With these cooler mornings, I am so excited to welcome the fall season. Goodbye, humidity. Hello, fall foliage and cooler nights.
This transition to a new season reminds me that relationships are no different. With each season, relationships may look different. For your true friends, life seasons and circumstances may change, but the friendship remains unchanged. On the contrary, there’s another type of relationship that can truly lead to hurt and confusion.
We’ve all heard about fair-weather “friends.” When life has hit you with some challenges, these “friends” are suddenly unavailable. They are no longer present, available, or what you value the most — loyal. This hurts. When you feel like you need a friend the most, a fair-weather person makes one thing very clear: you both have very different ideas of friendship.
Once you get over the hurt and confusion, you eventually realize that this person was only pretending to be your friend. Now, you can rejoice because you can more clearly identify the true friends in your life. When the mask is off, and your fair-weather “friend” falls back, here are three ways to move forward.
Look around. Appreciate true friendships.
Hey, you! Take a look around. You may not have a large number of friends, but I guarantee that you have a small circle of long-lasting friendships. It may be a college friend who lives across the country or a first cousin who is like a sister. My circle is small — you know them as my squad. Fair-weather moments always remind me of how grateful I am for my sisters.
Take notes and use this opportunity for growth.

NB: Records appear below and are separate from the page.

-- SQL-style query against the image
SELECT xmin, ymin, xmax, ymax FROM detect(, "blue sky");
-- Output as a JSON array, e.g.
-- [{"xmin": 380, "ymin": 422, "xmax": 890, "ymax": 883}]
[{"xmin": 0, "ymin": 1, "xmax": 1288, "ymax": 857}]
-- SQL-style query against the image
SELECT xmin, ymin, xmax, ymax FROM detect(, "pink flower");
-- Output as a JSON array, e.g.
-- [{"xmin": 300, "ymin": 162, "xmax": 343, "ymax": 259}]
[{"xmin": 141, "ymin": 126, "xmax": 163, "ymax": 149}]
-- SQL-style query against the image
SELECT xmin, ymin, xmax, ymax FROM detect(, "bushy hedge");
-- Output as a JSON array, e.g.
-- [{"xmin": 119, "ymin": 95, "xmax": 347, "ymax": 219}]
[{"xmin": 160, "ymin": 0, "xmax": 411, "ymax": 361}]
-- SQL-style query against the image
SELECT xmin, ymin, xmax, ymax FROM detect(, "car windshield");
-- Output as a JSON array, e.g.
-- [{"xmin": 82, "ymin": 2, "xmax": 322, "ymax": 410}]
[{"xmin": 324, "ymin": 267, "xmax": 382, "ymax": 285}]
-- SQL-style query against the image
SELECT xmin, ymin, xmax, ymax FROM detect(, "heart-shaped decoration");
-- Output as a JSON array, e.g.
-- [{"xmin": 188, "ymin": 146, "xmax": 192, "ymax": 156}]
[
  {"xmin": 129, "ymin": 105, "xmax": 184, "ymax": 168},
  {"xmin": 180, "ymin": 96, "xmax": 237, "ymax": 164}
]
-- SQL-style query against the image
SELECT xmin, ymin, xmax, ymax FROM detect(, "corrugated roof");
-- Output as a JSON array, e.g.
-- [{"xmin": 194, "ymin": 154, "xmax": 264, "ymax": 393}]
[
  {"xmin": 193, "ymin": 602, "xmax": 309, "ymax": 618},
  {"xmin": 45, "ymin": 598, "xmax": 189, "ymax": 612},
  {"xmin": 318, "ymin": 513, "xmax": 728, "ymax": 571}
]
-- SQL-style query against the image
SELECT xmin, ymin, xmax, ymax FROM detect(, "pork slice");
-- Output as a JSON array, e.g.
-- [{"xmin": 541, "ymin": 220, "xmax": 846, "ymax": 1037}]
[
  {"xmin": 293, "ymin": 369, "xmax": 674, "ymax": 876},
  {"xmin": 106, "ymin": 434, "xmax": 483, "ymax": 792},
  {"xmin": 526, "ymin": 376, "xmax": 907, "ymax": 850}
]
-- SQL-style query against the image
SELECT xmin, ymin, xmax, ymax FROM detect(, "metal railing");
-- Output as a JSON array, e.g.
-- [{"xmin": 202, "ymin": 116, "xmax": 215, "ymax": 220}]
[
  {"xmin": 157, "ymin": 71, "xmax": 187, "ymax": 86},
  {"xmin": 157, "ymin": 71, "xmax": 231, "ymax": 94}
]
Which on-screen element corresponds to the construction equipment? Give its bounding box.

During a really tough time in your life, someone let you down. I hate to tell you, but this may happen again. Don’t dwell on this moment. Instead, take notes, remain encouraged and don’t be afraid of future friendships. Here are a few questions to consider: Were there early signs of a superficial friendship? Did you get a chance to know them?
Respond with kindness and confidence.
You may think that it will feel good to ignore a fair-weather “friend” if you see them in public. That’s wrong. Grace and kindness win. You can respond or carry on a conversation while also knowing that you no longer have to maintain a false friendship. Be confident in knowing that you have other amazing friends who desire long-lasting, true friendships.